Berita

12.146 Napi Terlibat Program Ketahanan Pangan, Premi Capai Rp 902 Juta di 2025

Advertisement

Direktorat Jenderal Permasyarakatan (Ditjenpas) Kementerian Imigrasi dan Permasyarakatan (KemenImigraspas) mencatat 12.146 narapidana (napi) di seluruh Indonesia terlibat dalam program ketahanan pangan hingga 29 Desember 2025. Program ini, yang dipusatkan di sejumlah lapas, termasuk Pulau Nusakambangan, Cilacap, Jawa Tengah, telah menggarap lahan seluas 4.424.101 meter persegi.

Dari program tersebut, total premi yang berhasil dikumpulkan oleh para napi mencapai Rp 905.284.228. Ketahanan pangan merupakan salah satu upaya KemenImigraspas untuk menanamkan kemandirian bagi para napi dengan memberikan bekal ilmu di bidang pertanian, peternakan, perikanan, dan perkebunan.

Program yang dicanangkan oleh Menteri Imigrasi dan Permasyarakatan Agus Andrianto ini juga sejalan dengan upaya mendukung cita-cita swasembada pangan yang digaungkan oleh Presiden Prabowo Subianto.

Pengembangan UMKM dan Produk Ekspor

Selain fokus pada ketahanan pangan, Menteri Agus juga mendorong peningkatan kemampuan napi di sektor Usaha Mikro, Kecil, dan Menengah (UMKM). Ia menekankan bahwa bengkel-bengkel pelatihan kerja di dalam lapas harus diberdayakan secara optimal untuk menghasilkan keuntungan ekonomi yang dapat meningkatkan kesejahteraan napi.

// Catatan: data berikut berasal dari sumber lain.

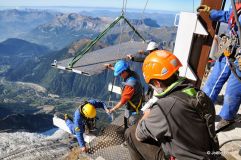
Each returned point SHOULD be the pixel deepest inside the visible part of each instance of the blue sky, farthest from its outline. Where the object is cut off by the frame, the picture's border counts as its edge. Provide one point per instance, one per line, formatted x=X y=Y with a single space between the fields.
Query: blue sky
x=170 y=5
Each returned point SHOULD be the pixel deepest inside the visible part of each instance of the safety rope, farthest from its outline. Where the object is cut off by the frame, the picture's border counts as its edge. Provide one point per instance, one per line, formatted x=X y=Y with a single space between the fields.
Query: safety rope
x=111 y=91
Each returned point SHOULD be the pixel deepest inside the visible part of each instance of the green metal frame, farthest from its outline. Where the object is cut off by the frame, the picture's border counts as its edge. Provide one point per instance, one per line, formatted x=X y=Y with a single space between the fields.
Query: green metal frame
x=81 y=53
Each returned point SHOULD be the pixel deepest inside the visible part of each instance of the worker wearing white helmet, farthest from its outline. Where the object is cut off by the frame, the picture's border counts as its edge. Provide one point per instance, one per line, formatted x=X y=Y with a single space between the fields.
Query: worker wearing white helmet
x=152 y=46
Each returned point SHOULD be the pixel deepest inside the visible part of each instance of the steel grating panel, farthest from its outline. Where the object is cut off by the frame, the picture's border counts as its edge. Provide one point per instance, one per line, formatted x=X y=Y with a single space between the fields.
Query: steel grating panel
x=93 y=62
x=107 y=145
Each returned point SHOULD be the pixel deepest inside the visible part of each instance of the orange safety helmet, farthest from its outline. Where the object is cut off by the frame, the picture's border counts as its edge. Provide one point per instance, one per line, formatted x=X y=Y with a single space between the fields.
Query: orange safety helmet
x=161 y=65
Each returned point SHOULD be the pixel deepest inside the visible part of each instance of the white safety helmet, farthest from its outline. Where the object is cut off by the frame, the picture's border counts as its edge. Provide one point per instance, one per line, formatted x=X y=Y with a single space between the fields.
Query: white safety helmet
x=152 y=45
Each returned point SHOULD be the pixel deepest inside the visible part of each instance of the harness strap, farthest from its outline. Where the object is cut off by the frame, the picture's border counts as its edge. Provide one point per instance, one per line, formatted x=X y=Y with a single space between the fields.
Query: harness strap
x=232 y=68
x=134 y=106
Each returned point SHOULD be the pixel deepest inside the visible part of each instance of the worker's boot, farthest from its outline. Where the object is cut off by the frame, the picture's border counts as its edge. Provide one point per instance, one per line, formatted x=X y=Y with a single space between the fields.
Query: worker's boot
x=222 y=124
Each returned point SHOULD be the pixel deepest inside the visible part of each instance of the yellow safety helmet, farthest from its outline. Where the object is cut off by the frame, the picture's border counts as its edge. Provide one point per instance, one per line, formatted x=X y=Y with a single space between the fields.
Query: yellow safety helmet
x=88 y=110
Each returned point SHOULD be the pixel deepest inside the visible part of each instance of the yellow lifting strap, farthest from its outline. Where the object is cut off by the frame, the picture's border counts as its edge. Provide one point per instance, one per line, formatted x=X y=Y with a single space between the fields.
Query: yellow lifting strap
x=135 y=107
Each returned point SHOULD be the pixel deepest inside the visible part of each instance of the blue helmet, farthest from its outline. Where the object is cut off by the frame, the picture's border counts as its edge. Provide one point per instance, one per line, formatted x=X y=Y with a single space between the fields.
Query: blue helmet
x=120 y=66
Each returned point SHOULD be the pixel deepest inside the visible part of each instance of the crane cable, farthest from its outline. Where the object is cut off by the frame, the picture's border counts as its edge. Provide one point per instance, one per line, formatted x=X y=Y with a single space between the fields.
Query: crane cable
x=142 y=18
x=123 y=11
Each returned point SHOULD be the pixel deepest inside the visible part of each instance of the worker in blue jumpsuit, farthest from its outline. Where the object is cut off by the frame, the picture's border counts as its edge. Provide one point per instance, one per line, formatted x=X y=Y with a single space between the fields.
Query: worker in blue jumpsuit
x=84 y=114
x=221 y=72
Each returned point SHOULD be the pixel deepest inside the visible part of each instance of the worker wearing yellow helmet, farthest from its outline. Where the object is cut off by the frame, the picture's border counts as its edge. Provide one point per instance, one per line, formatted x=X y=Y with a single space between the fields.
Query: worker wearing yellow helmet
x=84 y=117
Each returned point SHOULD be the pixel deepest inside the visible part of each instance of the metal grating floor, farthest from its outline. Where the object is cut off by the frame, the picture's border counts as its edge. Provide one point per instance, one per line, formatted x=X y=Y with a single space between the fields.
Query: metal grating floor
x=93 y=62
x=108 y=146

Beberapa produk hasil pelatihan napi telah berhasil menembus pasar internasional. Contohnya adalah coir shade buatan napi Lapas Kelas IIA Garut yang diekspor ke Spanyol, coir net dari Lapas Kelas I Cirebon ke Korea Selatan, serta coco rope dari Lapas Kelas IIB Purwodadi ke Belgia, Prancis, dan Australia.

Advertisement

KemenImigraspas mencatat total ada 13 jenis produk napi yang telah diekspor ke 11 negara. Dalam produksi produk ekspor ini, tercatat 23.560 napi yang tersebar di 16 lapas terlibat.

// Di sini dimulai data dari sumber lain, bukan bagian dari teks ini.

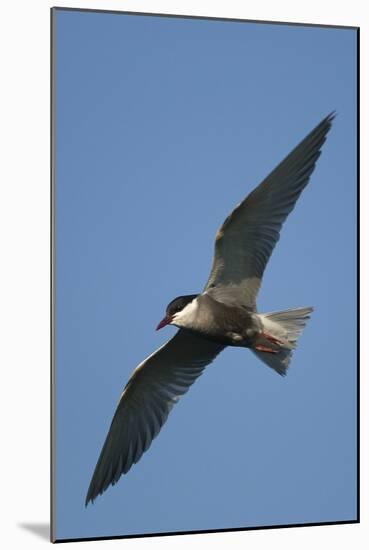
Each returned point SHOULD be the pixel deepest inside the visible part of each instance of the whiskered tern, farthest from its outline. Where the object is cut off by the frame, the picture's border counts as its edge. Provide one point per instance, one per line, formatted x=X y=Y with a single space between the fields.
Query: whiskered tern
x=223 y=314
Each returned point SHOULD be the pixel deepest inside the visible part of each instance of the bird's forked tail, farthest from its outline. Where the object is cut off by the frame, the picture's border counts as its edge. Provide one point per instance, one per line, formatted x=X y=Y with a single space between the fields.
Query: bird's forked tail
x=280 y=332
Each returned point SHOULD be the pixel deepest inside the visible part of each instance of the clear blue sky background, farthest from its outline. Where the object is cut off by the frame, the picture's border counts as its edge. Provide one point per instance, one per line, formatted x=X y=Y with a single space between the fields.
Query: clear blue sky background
x=162 y=126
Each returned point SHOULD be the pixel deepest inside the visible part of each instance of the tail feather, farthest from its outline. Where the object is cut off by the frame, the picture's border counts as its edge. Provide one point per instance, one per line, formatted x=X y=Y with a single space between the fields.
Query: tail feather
x=286 y=326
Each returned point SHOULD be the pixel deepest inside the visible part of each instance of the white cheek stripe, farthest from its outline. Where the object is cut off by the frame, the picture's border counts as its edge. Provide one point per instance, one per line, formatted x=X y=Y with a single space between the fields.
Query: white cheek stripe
x=187 y=315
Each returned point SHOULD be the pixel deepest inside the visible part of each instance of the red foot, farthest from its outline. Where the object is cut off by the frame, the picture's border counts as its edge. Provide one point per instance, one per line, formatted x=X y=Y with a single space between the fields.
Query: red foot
x=264 y=348
x=272 y=339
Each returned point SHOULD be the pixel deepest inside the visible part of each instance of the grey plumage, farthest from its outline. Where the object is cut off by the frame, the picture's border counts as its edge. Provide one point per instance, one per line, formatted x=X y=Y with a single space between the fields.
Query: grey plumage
x=224 y=314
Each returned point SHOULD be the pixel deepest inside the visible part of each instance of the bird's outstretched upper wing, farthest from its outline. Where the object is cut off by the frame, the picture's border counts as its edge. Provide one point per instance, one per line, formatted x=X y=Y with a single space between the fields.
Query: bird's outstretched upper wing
x=154 y=387
x=246 y=239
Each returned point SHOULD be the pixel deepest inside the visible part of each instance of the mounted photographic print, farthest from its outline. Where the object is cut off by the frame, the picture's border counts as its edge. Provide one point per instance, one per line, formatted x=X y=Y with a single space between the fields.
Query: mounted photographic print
x=204 y=258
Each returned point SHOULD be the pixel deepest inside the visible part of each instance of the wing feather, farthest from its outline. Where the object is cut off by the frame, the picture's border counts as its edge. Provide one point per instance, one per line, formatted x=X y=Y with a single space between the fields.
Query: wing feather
x=248 y=236
x=148 y=397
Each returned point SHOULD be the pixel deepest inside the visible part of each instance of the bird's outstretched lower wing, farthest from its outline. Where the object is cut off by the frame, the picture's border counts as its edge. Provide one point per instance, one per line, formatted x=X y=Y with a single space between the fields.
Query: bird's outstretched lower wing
x=154 y=387
x=247 y=238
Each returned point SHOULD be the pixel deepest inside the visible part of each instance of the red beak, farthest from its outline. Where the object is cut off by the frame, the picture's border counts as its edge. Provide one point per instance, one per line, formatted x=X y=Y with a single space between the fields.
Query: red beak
x=164 y=322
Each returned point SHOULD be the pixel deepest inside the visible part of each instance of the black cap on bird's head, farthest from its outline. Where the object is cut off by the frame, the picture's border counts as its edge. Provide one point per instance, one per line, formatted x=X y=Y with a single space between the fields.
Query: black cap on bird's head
x=175 y=306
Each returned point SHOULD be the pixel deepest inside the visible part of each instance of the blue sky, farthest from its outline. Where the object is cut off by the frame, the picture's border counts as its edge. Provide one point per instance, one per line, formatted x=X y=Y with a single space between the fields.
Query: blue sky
x=162 y=127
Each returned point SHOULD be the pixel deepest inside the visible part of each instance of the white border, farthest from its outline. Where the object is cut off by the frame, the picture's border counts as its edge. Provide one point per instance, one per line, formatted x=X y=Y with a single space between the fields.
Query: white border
x=24 y=221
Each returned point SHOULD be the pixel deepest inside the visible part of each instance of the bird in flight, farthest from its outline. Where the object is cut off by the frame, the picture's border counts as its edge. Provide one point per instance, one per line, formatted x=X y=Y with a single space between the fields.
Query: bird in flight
x=223 y=314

Nusakambangan sebagai Pilot Project Kemandirian

Menteri Agus menjadikan Pulau Nusakambangan sebagai proyek percontohan (pilot project) untuk meningkatkan kemandirian para napi. Tujuannya adalah untuk mengubah stigma lapas yang hanya dianggap sebagai tempat penghukuman menjadi pusat pembinaan dan pemberdayaan.

Di Nusakambangan kini telah berdiri berbagai fasilitas pelatihan, antara lain balai pelatihan konveksi, balai pelatihan pelintingan rokok, balai pelatihan pembuatan pupuk organik, balai pelatihan pengolahan singkong menjadi mocaf, serta pabrik fly ash bottom ash yang menghasilkan material bangunan dari limbah PLTU. Selain itu, lahan-lahan ketahanan pangan juga terus dikembangkan.

“Kami ingin mewujudkan konsep sekali mendayung, dua tiga pulau terlampaui. Di satu sisi, kami membina warga binaan dengan pelatihan dan pemberdayaan. Di sisi lain, kami turut berkontribusi dalam ketahanan pangan nasional sebagaimana ditekankan oleh Presiden Prabowo Subianto,” jelas Menteri Agus beberapa waktu lalu.